Möbelbörse: Gerüstet für erhöhte Nachfrage durch Ukraine-Flüchtlinge

Steinfurt

Das bekannte Sozialkaufhaus, die Möbelbörse der Evangelischen Jugendhilfe in Burgsteinfurt, ist in diesen Tagen wieder sehr gefragt. „Wir haben bereits die ersten Anfragen von ukrainischen Geflüchteten erhalten und erwarten in den kommenden Wochen einen deutlichen Anstieg“, sagt Projektleiter Tobias Tomaszik. Deswegen hat die Einrichtung am kommenden Samstag (2. April) erstmals von 9 bis 15 Uhr geöffnet.

Von Ralph Schippers

Jugendwerkstatt-Projektleiter Tobias Tomaszik (l.) steht zusammen mit den Mitarbeitern Patrick Klinge und Sabine Wiesmann im Verkaufsraum der Möbelbörse. Erstmals in ihrer Geschichte bietet die Einrichtung auch eine Samstagsöffnung an. Foto: Schippers

Sabine Wiesmann ist schon 18 Jahre dabei und neben Patrick Klinge das Gesicht der Einrichtung. „Aber die Möbelbörse selbst“, so sagt die Mitarbeiterin der Evangelischen Jugendhilfe Münsterland, „die gibt es schon viel länger“. Das bekannte Sozialkaufhaus, wie es der Träger auch nennt, ist in diesen Tagen wieder sehr gefragt. „Wir haben bereits die ersten Anfragen von ukrainischen Geflüchteten erhalten und erwarten in den kommenden Wochen einen deutlichen Anstieg“, sagt Tobias Tomaszik.

Der 31-jährige Sozialarbeiter, der vor genau einem Jahr Peter Kücking als Projektleiter Jugendwerkstatt und Möbelbörse gefolgt ist, sieht die an der Goldstraße ansässige Einrichtung gut gerüstet für die zu erwartende Nachfragesteigerung. Angebote von Möbelspenden, die größtenteils aus privaten Haushaltsauflösungen stammen, seien im ausreichenden Maß vorhanden. Manchmal gar seien es so viele, dass es einen Aufnahmestopp gibt – wegen begrenzter Lagerkapazitäten.

„Viel läuft über Mund-zu-Mund-Propaganda“, weiß Tomaszik – was nicht nur für die Spender, sondern auch für Kunden der Möbelbörse gilt. Die entstammen vor allem einkommensschwachen Schichten, sind aber beispielsweise auch Rentner mit vergleichsweise gutem Auskommen, die auf der Suche nach Raritäten sind. Denn ab und an gibt‘s auch die im Fundus der Börse.

Am kommenden Wochenende nun startet die Evangelische Jugendhilfe einen Versuchsballon. Erstmals in der Geschichte der Einrichtung werden die Türen auch an einem Samstag geöffnet. „Wir erhoffen uns, weitere Kunden zu gewinnen, die unter der Woche zum Beispiel wegen beruflicher Verpflichtungen keine Zeit haben zu kommen“, macht Tomaszik die Zielrichtung deutlich.

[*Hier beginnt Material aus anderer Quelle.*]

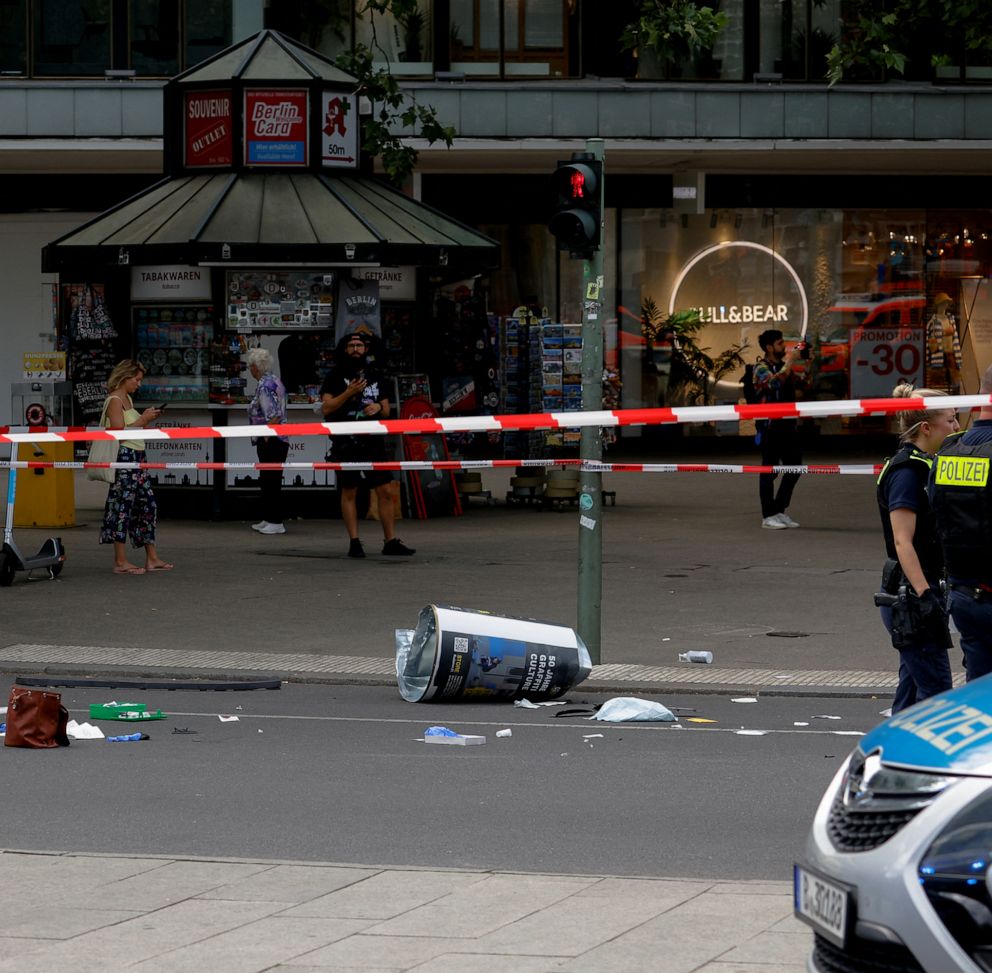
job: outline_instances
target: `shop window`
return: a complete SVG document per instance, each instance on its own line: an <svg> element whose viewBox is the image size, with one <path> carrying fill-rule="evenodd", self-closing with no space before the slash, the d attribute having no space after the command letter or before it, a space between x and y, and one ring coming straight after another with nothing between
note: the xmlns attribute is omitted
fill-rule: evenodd
<svg viewBox="0 0 992 973"><path fill-rule="evenodd" d="M338 54L350 51L354 46L352 8L352 0L271 3L265 6L264 23L267 29L292 37L333 60ZM368 33L364 33L361 40L372 46L372 38Z"/></svg>
<svg viewBox="0 0 992 973"><path fill-rule="evenodd" d="M837 43L841 0L759 0L758 70L822 81Z"/></svg>
<svg viewBox="0 0 992 973"><path fill-rule="evenodd" d="M103 74L111 42L110 0L35 0L36 75Z"/></svg>
<svg viewBox="0 0 992 973"><path fill-rule="evenodd" d="M231 0L186 0L184 67L231 45Z"/></svg>
<svg viewBox="0 0 992 973"><path fill-rule="evenodd" d="M571 7L568 0L451 0L451 69L490 77L567 76Z"/></svg>
<svg viewBox="0 0 992 973"><path fill-rule="evenodd" d="M138 74L178 74L178 0L131 0L129 13L131 67Z"/></svg>
<svg viewBox="0 0 992 973"><path fill-rule="evenodd" d="M27 11L27 0L0 0L0 74L27 71Z"/></svg>
<svg viewBox="0 0 992 973"><path fill-rule="evenodd" d="M430 0L402 16L367 13L355 22L355 40L371 48L380 67L392 74L414 77L434 71L431 44L434 11Z"/></svg>

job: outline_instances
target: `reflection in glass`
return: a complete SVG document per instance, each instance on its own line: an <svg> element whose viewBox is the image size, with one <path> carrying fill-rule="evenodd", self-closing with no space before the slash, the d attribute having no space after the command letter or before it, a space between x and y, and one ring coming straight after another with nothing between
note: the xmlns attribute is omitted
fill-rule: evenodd
<svg viewBox="0 0 992 973"><path fill-rule="evenodd" d="M138 74L179 71L179 0L131 0L131 67Z"/></svg>
<svg viewBox="0 0 992 973"><path fill-rule="evenodd" d="M35 74L103 74L110 41L110 0L36 0Z"/></svg>
<svg viewBox="0 0 992 973"><path fill-rule="evenodd" d="M231 44L231 0L186 0L186 67Z"/></svg>
<svg viewBox="0 0 992 973"><path fill-rule="evenodd" d="M0 3L0 71L27 70L27 0Z"/></svg>

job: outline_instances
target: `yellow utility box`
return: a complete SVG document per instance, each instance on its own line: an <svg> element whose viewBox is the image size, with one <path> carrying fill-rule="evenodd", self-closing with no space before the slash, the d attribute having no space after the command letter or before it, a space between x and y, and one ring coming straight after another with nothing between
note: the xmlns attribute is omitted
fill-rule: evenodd
<svg viewBox="0 0 992 973"><path fill-rule="evenodd" d="M19 443L17 458L22 462L71 463L72 443ZM76 485L72 470L48 468L17 471L15 527L75 525Z"/></svg>

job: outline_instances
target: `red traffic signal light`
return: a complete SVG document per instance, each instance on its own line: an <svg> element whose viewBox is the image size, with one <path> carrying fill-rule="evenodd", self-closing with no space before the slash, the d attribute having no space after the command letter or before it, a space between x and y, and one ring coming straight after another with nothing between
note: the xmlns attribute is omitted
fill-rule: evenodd
<svg viewBox="0 0 992 973"><path fill-rule="evenodd" d="M587 256L599 249L603 163L597 159L559 162L554 171L555 211L548 229L558 249Z"/></svg>

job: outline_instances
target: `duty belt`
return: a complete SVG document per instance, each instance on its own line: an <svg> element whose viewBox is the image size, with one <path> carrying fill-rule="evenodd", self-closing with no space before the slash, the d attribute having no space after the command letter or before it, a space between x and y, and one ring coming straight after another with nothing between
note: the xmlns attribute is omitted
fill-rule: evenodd
<svg viewBox="0 0 992 973"><path fill-rule="evenodd" d="M987 584L952 584L951 591L960 591L961 594L974 598L975 601L988 601L992 599L992 585Z"/></svg>

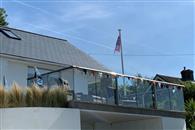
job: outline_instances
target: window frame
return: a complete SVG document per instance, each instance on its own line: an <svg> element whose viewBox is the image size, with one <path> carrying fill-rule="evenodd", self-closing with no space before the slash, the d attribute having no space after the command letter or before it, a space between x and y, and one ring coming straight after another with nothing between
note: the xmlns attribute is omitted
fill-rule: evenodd
<svg viewBox="0 0 195 130"><path fill-rule="evenodd" d="M16 35L12 30L9 29L0 29L0 31L7 37L12 38L12 39L17 39L17 40L21 40L21 38ZM9 33L11 33L13 36L11 36Z"/></svg>

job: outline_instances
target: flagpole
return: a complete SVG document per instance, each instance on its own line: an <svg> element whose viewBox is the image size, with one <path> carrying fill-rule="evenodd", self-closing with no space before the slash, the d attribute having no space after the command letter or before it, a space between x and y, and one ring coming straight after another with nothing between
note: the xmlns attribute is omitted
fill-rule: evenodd
<svg viewBox="0 0 195 130"><path fill-rule="evenodd" d="M119 37L121 38L121 29L118 29ZM124 71L124 63L123 63L123 46L122 46L122 39L121 39L121 68L122 68L122 74L125 74ZM123 85L124 85L124 96L127 95L126 92L126 86L125 86L125 78L123 77Z"/></svg>
<svg viewBox="0 0 195 130"><path fill-rule="evenodd" d="M119 29L118 32L119 32L119 36L121 38L121 29ZM123 64L123 46L122 46L122 43L121 43L121 67L122 67L122 74L125 74L124 64Z"/></svg>

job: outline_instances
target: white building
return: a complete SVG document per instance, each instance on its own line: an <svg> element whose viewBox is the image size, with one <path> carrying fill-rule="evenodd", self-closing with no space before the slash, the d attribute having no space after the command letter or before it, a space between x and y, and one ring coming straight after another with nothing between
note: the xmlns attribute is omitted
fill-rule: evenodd
<svg viewBox="0 0 195 130"><path fill-rule="evenodd" d="M43 85L67 80L73 100L68 108L0 109L2 129L186 129L181 85L116 74L66 40L0 28L1 84L30 85L34 66Z"/></svg>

Weitere Käuferschichten sollen dazu beitragen, die Einnahmesituation zu stärken. Denn davon muss nicht nur die Objektmiete getragen werden, es werden so auch Projekte der Jugendförderung zum Beispiel in der Jugendwerkstatt refinanziert. Die Beschäftigung sowie Qualifizierung arbeitsloser Jugendlicher und Erwachsener bis 25 Jahren in den Arbeitsbereichen Verkauf, Hauswirtschaft, Möbeltransport, Holzbau, Lager, Malerarbeiten sowie Garten- und Landschaftspflege – das hat sich die Evangelische Jugendhilfe auf die Fahnen geschrieben. Die Möbelbörse ist Teil davon. Sie leistet zudem einen Beitrag zu mehr Nachhaltigkeit, indem nach wie vor Brauchbares nicht gleich weggeworfen, sondern – nach einer Aufbereitung – weiterverwendet werden kann, betont Tomaszik. Der Projektleiter hofft am kommenden Samstag (2. April) daher auf große Resonanz. Von 9 bis 15 Uhr können sich Interessierte im Sozialkaufhaus umschauen und das eine oder andere gemeinwohlorientierte Schnäppchen machen. Die Möbelbörsen-Mitarbeiter Sabine Wiesmann und Patrick Klinge stehen Kaufinteressierten mit Rat und Tat zur Seite.